À quelques semaines des élections générales britanniques, la coalition conservatrice au pouvoir se targue d’avoir relancé le pays sur les rails de la croissance. Pour qui s’attarde sur son bilan social, en revanche, les louanges sont moins flamboyantes : depuis son arrivée au pouvoir en 2010, on compte environ 100 000 sans-abri supplémentaires dans tout le royaume.
Voilà que la responsable du Booth Center, principale association d’aide aux sans-abri de Manchester, décroche enfin le combiné. Et c’est peu dire qu’elle a l’air sous pression. « Non monsieur, je n’ai vraiment pas le temps de vous parler. Je viens de perdre deux volontaires dans mon équipe », souffle-t-elle d’une voix tendue. « On a une centaine de SDF qui attendent tous les matins devant notre porte. On est juste très très occupés. Non, ça va être comme ça pour les prochains mois. Allez voir notre site si vous voulez des informations. Bonne journée. » Attendant une éruption d’humanisme déluré – de celles qu’on voit jaillir des travailleurs sociaux aux grands journaux télévisés – vous vous êtes plutôt senti comme au comptoir d’un commissariat agité. Du coup, vous avez rappelé. « Non monsieur, nous avons une pénurie de personnel, nous n’avons pas le temps. » Combien sont-ils à y travailler ? « Allez sur notre site. CLAC. » Pareil accueil vous sera d’ailleurs réservé à l’association Mustard Tree, Shelter, Barnabus – toutes dévouées aux sans-abri de Manchester. Motif : « débordés. »
Si les gens n’ont pas le temps de parler, les chiffres se montrent plus bavards. Selon le dernier rapport consacré aux inégalités sociales dans l’agglomération de Manchester (publié en 2013), 600 000 de ses résidents « ressentent les effets d’une extrême pauvreté ». C’est deux fois la population de Nantes, plus d’un quart de l’aire urbaine du Grand Manchester. Parmi ceux-ci, les « gens qui se lèvent tôt et travaillent dur » pourtant flattés par les élites politiques, se trouvent en première ligne : tandis que le prix de l’immobilier mancunien, sous les effets de la gentrification, augmente plus vite qu’à Londres, les mesures de flexibilisation de l’emploi ont précipité des familles entières dans la « faim, l’isolement, la peur et la frustration. » Un peu plus tard, en décembre 2014, on apprenait que 5 000 personnes avaient fait appel au « service-sans-abri » de la municipalité. Le rapport aurait dû faire l’effet d’une bombe. On n’entendit qu’un pétard mouillé.

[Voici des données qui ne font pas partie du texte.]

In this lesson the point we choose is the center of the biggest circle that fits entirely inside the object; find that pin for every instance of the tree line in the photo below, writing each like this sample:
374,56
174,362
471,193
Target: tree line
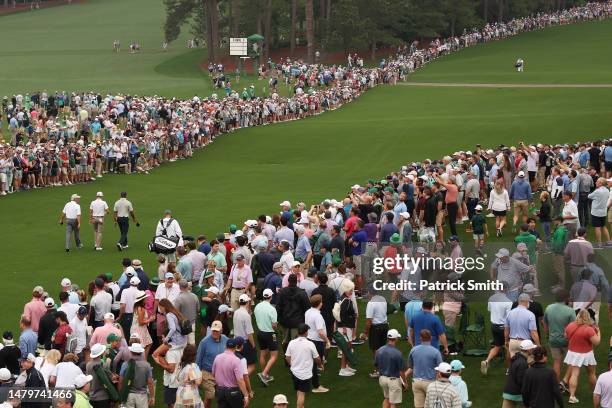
331,25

À l’État social déjà sévèrement amputé par trente ans de consensus néolibéral, David Cameron avait prétendu substituer une déclinaison moins agressive du projet conservateur, la « Big Society » : une communauté de bénévoles, citoyens modèles devenus philanthropes par la grâce d’un pouvoir décentralisé. Et la responsabilité individuelle de prévaloir encore un peu plus sur ce qu’il restait de « mamma étatique. » Agitant depuis 2010 l’épouvantail du déficit public pour légitimer des « décisions difficiles », la coalition a sorti la hache austéritaire avec une vigueur thatchérienne, privant de 35 milliards de livres les dépenses publiques pour ne laisser entrevoir qu’un État réduit à ses fonctions vitales. Puisque les « classes dangereuses » semblent avoir cessé d’inquiéter les élites politiques, c’est à la voiture-balais de la charité qu’est confiée la gestion des indigents, désormais perçus comme définitivement résignés. La voilà, la « big Society » : en 2010, 40 000 britanniques avaient eu recours au Trussel Trust, principale banque alimentaire du pays. Aujourd’hui, ils sont 900 000. La fondation Joseph Rowntree estime le nombre de sans-abri à 280 000 personnes dans tout le royaume, en hausse de 30% depuis ces cinq dernières années. (...)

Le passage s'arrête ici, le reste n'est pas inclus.